送った送金が「まだ承認されていない」間、どこで何が起きているのかが腑に落ちる。mempoolの待機、ゴシップ伝播、手数料オークション、RBFによる置き換え、リオーグ時の戻しまで原理で解説する。

応用ブロックチェーン分散台帳メモリプールトランザクション手数料RBF最終更新: 2026-06-21
TL;DR要点だけ先に
  • 1.未承認トランザクションはブロックに入るまで各ノードのメモリプール(mempool)に滞留する。mempoolはグローバルに一つ存在するのではなく、ノードごとに独立した揮発的な待機列で、内容はピア間で完全一致しない。
  • 2.取引はinv→getdata→本体のゴシップで伝播し、各ノードは受理前にスクリプト検証・手数料下限・依存関係を確認してからmempoolへ入れて中継する。
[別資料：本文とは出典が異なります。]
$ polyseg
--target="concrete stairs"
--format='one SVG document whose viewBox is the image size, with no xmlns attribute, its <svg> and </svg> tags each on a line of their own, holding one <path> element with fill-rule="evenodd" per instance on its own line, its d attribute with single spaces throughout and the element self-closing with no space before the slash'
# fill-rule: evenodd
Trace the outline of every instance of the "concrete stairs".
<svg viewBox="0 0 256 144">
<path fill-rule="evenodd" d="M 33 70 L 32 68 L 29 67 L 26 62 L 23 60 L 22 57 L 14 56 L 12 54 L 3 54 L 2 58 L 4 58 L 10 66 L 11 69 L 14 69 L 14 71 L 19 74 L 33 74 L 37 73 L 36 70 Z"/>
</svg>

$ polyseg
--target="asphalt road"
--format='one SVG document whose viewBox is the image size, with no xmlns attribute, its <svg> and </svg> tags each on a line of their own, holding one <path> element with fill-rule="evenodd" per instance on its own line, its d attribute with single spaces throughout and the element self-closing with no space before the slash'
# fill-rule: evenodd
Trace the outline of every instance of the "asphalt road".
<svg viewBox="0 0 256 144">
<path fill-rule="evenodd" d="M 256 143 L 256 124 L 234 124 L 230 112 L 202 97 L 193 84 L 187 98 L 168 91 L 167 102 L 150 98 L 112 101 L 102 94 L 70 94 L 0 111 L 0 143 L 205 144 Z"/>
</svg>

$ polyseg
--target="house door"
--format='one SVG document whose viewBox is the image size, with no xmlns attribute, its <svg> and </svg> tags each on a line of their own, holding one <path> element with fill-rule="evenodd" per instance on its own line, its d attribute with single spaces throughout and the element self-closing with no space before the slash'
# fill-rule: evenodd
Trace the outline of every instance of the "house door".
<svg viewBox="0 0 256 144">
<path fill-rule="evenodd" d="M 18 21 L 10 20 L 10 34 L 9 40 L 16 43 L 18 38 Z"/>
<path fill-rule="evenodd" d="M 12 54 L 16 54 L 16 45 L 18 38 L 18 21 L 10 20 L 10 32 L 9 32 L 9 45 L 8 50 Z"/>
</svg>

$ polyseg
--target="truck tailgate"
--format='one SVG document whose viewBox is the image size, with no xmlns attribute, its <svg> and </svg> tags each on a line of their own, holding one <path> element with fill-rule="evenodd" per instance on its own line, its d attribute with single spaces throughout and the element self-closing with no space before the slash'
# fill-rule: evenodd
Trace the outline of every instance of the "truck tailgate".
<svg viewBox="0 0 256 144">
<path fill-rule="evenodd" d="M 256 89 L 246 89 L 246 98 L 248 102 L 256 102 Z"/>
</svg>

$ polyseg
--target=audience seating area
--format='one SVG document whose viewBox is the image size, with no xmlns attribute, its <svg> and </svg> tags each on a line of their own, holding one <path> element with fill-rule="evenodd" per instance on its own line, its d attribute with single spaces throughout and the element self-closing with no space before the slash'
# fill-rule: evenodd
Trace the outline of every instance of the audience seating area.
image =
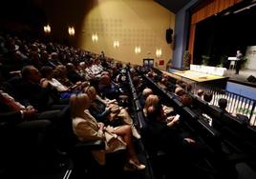
<svg viewBox="0 0 256 179">
<path fill-rule="evenodd" d="M 104 53 L 9 34 L 0 41 L 0 178 L 235 179 L 243 168 L 256 177 L 255 126 L 246 115 L 204 101 L 195 87 Z M 75 134 L 70 97 L 87 93 L 89 86 L 132 117 L 143 170 L 127 168 L 127 149 L 106 153 L 99 165 L 92 153 L 106 143 L 81 142 Z M 144 96 L 145 89 L 152 93 Z M 159 106 L 146 109 L 153 94 Z M 118 119 L 107 124 L 123 125 Z"/>
</svg>

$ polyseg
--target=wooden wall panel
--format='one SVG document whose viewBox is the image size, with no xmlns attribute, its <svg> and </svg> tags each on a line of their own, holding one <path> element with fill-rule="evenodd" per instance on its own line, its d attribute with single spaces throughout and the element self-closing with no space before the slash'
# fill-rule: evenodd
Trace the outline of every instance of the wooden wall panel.
<svg viewBox="0 0 256 179">
<path fill-rule="evenodd" d="M 216 13 L 219 13 L 242 1 L 243 0 L 213 0 L 209 1 L 208 4 L 205 4 L 203 7 L 193 12 L 191 16 L 191 25 L 190 25 L 189 42 L 188 42 L 188 50 L 191 54 L 191 63 L 193 63 L 194 41 L 195 41 L 197 23 Z"/>
</svg>

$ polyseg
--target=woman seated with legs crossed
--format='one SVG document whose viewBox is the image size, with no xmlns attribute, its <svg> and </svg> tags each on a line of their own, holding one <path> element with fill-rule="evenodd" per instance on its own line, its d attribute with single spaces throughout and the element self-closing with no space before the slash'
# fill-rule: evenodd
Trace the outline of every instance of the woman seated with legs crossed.
<svg viewBox="0 0 256 179">
<path fill-rule="evenodd" d="M 124 108 L 119 107 L 117 103 L 115 103 L 115 100 L 107 101 L 101 99 L 98 95 L 96 95 L 96 91 L 94 87 L 85 88 L 84 92 L 92 101 L 89 110 L 97 121 L 103 122 L 105 125 L 109 125 L 116 119 L 120 119 L 122 124 L 130 125 L 132 134 L 135 138 L 140 138 L 139 133 L 134 126 L 133 119 Z"/>
<path fill-rule="evenodd" d="M 117 128 L 105 127 L 103 123 L 97 123 L 91 115 L 88 109 L 91 100 L 87 94 L 73 94 L 70 99 L 71 112 L 73 118 L 73 130 L 77 138 L 82 142 L 92 142 L 102 139 L 106 149 L 101 151 L 93 151 L 93 155 L 98 164 L 105 163 L 105 153 L 114 152 L 118 149 L 127 149 L 127 161 L 137 168 L 138 170 L 145 169 L 140 164 L 132 143 L 132 131 L 129 125 Z M 116 140 L 114 142 L 113 140 Z M 118 145 L 117 145 L 118 144 Z M 113 146 L 111 146 L 113 145 Z"/>
</svg>

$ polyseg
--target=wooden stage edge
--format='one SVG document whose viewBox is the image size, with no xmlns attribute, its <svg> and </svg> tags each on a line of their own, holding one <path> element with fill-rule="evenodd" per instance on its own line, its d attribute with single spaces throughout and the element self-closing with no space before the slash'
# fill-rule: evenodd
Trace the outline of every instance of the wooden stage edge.
<svg viewBox="0 0 256 179">
<path fill-rule="evenodd" d="M 205 74 L 205 73 L 197 72 L 193 70 L 183 70 L 183 71 L 178 71 L 178 72 L 166 72 L 166 71 L 161 70 L 161 72 L 177 80 L 181 80 L 186 83 L 207 84 L 209 86 L 215 86 L 221 89 L 225 88 L 226 82 L 228 80 L 228 77 L 225 77 L 225 76 Z"/>
</svg>

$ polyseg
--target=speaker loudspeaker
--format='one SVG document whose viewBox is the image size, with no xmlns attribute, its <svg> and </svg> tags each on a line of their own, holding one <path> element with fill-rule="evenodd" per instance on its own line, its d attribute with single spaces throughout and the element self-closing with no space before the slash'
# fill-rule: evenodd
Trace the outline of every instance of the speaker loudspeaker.
<svg viewBox="0 0 256 179">
<path fill-rule="evenodd" d="M 173 42 L 173 30 L 172 29 L 168 29 L 166 30 L 166 42 L 168 44 L 171 44 Z"/>
<path fill-rule="evenodd" d="M 250 75 L 248 78 L 247 78 L 247 81 L 248 82 L 252 82 L 252 83 L 255 83 L 256 82 L 256 78 L 252 75 Z"/>
</svg>

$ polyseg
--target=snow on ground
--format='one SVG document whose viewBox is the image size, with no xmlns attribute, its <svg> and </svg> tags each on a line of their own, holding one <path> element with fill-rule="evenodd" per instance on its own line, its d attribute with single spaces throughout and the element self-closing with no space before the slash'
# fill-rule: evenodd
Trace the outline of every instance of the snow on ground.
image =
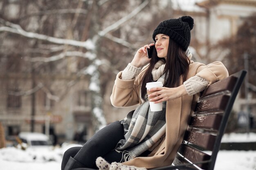
<svg viewBox="0 0 256 170">
<path fill-rule="evenodd" d="M 256 134 L 225 134 L 222 142 L 256 141 Z M 59 148 L 14 147 L 0 149 L 0 170 L 60 170 L 63 154 L 69 148 L 81 145 L 64 144 Z M 220 150 L 215 170 L 256 170 L 256 150 Z"/>
</svg>

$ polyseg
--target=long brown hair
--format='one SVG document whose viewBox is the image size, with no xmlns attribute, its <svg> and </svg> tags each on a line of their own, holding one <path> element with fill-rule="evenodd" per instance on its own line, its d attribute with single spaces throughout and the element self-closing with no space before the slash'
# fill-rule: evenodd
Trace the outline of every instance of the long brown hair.
<svg viewBox="0 0 256 170">
<path fill-rule="evenodd" d="M 141 93 L 141 97 L 144 101 L 146 100 L 146 95 L 147 91 L 146 88 L 143 87 L 146 87 L 147 83 L 153 82 L 151 72 L 155 64 L 160 60 L 165 60 L 164 58 L 162 59 L 157 57 L 157 53 L 155 49 L 149 65 L 142 78 Z M 176 42 L 170 38 L 164 68 L 164 73 L 168 73 L 168 74 L 165 74 L 164 86 L 171 88 L 180 86 L 180 76 L 182 76 L 183 82 L 186 81 L 190 63 L 190 61 L 186 55 L 186 52 Z"/>
</svg>

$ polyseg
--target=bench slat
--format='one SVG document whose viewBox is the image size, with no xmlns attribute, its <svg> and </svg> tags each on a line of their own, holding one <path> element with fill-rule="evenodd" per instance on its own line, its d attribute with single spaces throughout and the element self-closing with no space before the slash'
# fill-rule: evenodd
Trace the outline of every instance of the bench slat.
<svg viewBox="0 0 256 170">
<path fill-rule="evenodd" d="M 202 98 L 227 91 L 231 92 L 235 86 L 237 79 L 237 77 L 231 75 L 225 79 L 211 84 L 203 92 L 200 98 Z"/>
<path fill-rule="evenodd" d="M 220 125 L 222 114 L 201 115 L 191 117 L 190 126 L 217 130 Z"/>
<path fill-rule="evenodd" d="M 181 145 L 178 152 L 194 163 L 198 162 L 208 161 L 211 158 L 211 156 L 209 155 L 184 144 Z M 197 166 L 202 169 L 207 169 L 208 164 L 208 163 L 205 163 L 199 164 L 197 164 Z"/>
<path fill-rule="evenodd" d="M 209 150 L 213 148 L 216 136 L 207 133 L 187 131 L 184 140 Z"/>
<path fill-rule="evenodd" d="M 224 112 L 229 98 L 229 96 L 222 95 L 202 101 L 197 104 L 194 114 L 198 113 L 206 113 L 207 111 L 212 112 L 213 110 L 216 112 Z"/>
</svg>

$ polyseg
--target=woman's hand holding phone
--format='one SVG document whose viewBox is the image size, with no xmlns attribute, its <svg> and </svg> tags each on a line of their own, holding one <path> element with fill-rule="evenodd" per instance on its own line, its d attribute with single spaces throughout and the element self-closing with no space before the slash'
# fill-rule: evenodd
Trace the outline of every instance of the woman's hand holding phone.
<svg viewBox="0 0 256 170">
<path fill-rule="evenodd" d="M 141 66 L 143 66 L 149 62 L 150 59 L 148 58 L 148 53 L 146 49 L 149 49 L 150 46 L 154 45 L 154 44 L 151 43 L 149 44 L 145 45 L 139 49 L 135 55 L 134 55 L 133 59 L 131 62 L 131 64 L 136 67 L 140 67 Z"/>
</svg>

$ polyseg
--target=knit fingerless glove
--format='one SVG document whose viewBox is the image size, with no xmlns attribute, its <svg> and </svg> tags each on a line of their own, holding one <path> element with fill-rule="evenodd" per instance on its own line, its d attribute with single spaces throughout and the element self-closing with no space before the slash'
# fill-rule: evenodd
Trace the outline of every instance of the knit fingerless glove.
<svg viewBox="0 0 256 170">
<path fill-rule="evenodd" d="M 198 76 L 192 77 L 183 83 L 186 91 L 189 95 L 193 95 L 202 91 L 209 84 L 209 81 Z"/>
<path fill-rule="evenodd" d="M 122 72 L 121 79 L 124 80 L 132 79 L 137 75 L 140 71 L 140 68 L 132 66 L 129 63 Z"/>
</svg>

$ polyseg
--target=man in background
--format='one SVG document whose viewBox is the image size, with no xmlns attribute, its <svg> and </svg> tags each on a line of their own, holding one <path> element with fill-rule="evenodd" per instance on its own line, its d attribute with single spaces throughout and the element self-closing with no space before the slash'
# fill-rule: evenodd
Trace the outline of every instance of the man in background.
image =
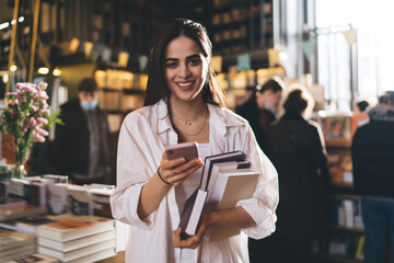
<svg viewBox="0 0 394 263">
<path fill-rule="evenodd" d="M 55 165 L 76 184 L 114 184 L 114 152 L 106 113 L 99 107 L 99 88 L 83 79 L 78 98 L 60 106 L 63 125 L 56 126 Z"/>
<path fill-rule="evenodd" d="M 251 98 L 235 108 L 235 113 L 248 121 L 262 150 L 267 153 L 266 130 L 276 119 L 283 90 L 280 79 L 269 79 L 257 85 Z"/>
<path fill-rule="evenodd" d="M 362 195 L 364 262 L 389 262 L 394 250 L 394 92 L 380 96 L 368 115 L 370 122 L 358 127 L 351 145 L 355 193 Z"/>
</svg>

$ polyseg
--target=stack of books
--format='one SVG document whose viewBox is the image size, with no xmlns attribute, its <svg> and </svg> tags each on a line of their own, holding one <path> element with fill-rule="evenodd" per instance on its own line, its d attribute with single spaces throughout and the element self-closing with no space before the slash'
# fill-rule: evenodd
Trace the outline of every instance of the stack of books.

採掘者は手数料率(sat/vB)の高い順にブロックへ詰め、これが実質的な手数料オークションになる。
  • 3.置き換え(RBF)は同じ入力を使うより高手数料の取引で未承認取引を上書きする仕組み。リオーグではブロックから外れた取引がmempoolへ戻される。無料の受理はDoSの入口になるため、手数料下限・サイズ制限・evictionでスパムを抑える。

未承認取引はどこにいるのか

利用者が送金取引に署名してネットワークへ流すと、それは即座にブロックへ入るわけではありません。次のブロックが作られ、そこに取り込まれるまでの間、取引は未承認(unconfirmed) の状態で宙に浮きます。この宙に浮いた取引を各ノードが一時的に保持する待機列がメモリプール(mempool) です。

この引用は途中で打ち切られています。